The Many Contexts of Human Development
| November 14, 2010 | Posted by admin under Self-Improvement |
We often think of development as originating within the individual – the result of such internal factors as genetic programming, physical maturation, cognitive growth, and personal choices. However, development is also greatly influenced by forces outside the individual, by the physical surroundings and social interactions that provide incentives, opportunities, and pathways for growth. Taken as a whole, these external forces are the context of development.
Calling attention to these external influences more than twenty-five years ago, Urie Bronfenbrenner, a leading developmental researcher, began to emphasize what he calls an ecological approach to the study of human development. In essence, this approach regards human development as a “joint function of person and environment”. Thus, just as a naturalist studying a flower or a fish needs to examine the organism’s supporting ecosystems, Bronfenbrenner argues, developmentalists need to study the ecological systems, or contexts, in which each human being seeks to thrive.
To depict the main ecosystems that support human development, Bronfenbrenner has devised an ecological model that organizes the broad contexts of development in terms of the relative immediacy of their impact on the individual. At the center of this model is the individual. Each immediate social setting that surrounds and shapes that individual is called a microsystem. Examples of microsystems include the family, the peer group, the classroom, the workplace, and so on. The mesosystem comprises the connections between various microsystems – such as parentteacher conferences that link home and school. Next comes the exosystem,the specific economic, political, educational, and cultural institutions and practices that directly affect the various microsystems and, indirectly but often powerfully, everyone in those microsystems. Surrounding and permeating all these developmental contexts is the macrosystem, the overarching traditions, beliefs, and values of the society.

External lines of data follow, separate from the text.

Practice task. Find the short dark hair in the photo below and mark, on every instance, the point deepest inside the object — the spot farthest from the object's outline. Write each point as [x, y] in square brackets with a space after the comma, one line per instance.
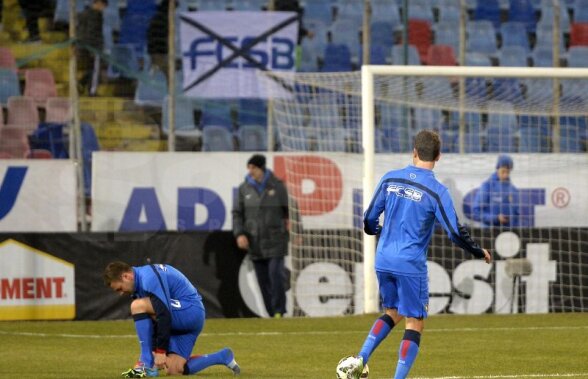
[114, 271]
[428, 145]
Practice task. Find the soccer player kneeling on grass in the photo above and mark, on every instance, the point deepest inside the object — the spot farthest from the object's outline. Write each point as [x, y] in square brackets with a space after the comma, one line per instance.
[411, 199]
[169, 316]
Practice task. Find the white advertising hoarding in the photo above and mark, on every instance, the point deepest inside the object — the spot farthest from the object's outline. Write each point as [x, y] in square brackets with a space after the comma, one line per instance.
[37, 196]
[194, 191]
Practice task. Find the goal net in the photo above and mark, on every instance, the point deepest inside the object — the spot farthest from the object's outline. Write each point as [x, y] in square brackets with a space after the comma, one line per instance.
[535, 224]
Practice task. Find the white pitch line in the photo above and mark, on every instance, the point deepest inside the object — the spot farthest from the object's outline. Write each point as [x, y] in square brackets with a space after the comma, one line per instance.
[300, 333]
[567, 375]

The influences within and between these systems are multidirectional and interactive. For example, research has shown that the quality of life in the family microsystem directly affects a worker’s productivity on the job. At the same time, the microsystem of the workplace – specifically the stresses and satisfactions at the office, store, factory, or farm – affects the quality of life at home, including how satisfied a couple is with their marriage and how responsive they are to their children.
These reciprocal interactions between home and work are also affected by factors in the surrounding exosystem and macrosystem. In North America, for example, hard work and pioneer self-sufficiency are bedrock values, and, for most Americans, being productive and independent is key to their sense of self-worth. Consequently, if the family breadwinner loses a job, that loss may affect family life not only through the financial strain it causes but also through the psychological stress it creates. This link among systems is dramatically reflected during times of economic recession: as unemployment in a community increases, domestic violence and divorce typically increase as well.
Bronfenbrenner’s ecological approach to development is very useful in highlighting the complex influences, both immediate and distant, on any one person’s development. However, Bronfenbrenner’s terminology, and his depiction of spheres of influence, nested one inside the other, sometimes lead students to think of these ecosystems as discrete entities, with clear boundaries between them – when, in fact, the various systems are inextricably intermeshed, their effects dynamic, fluid, and overlapping.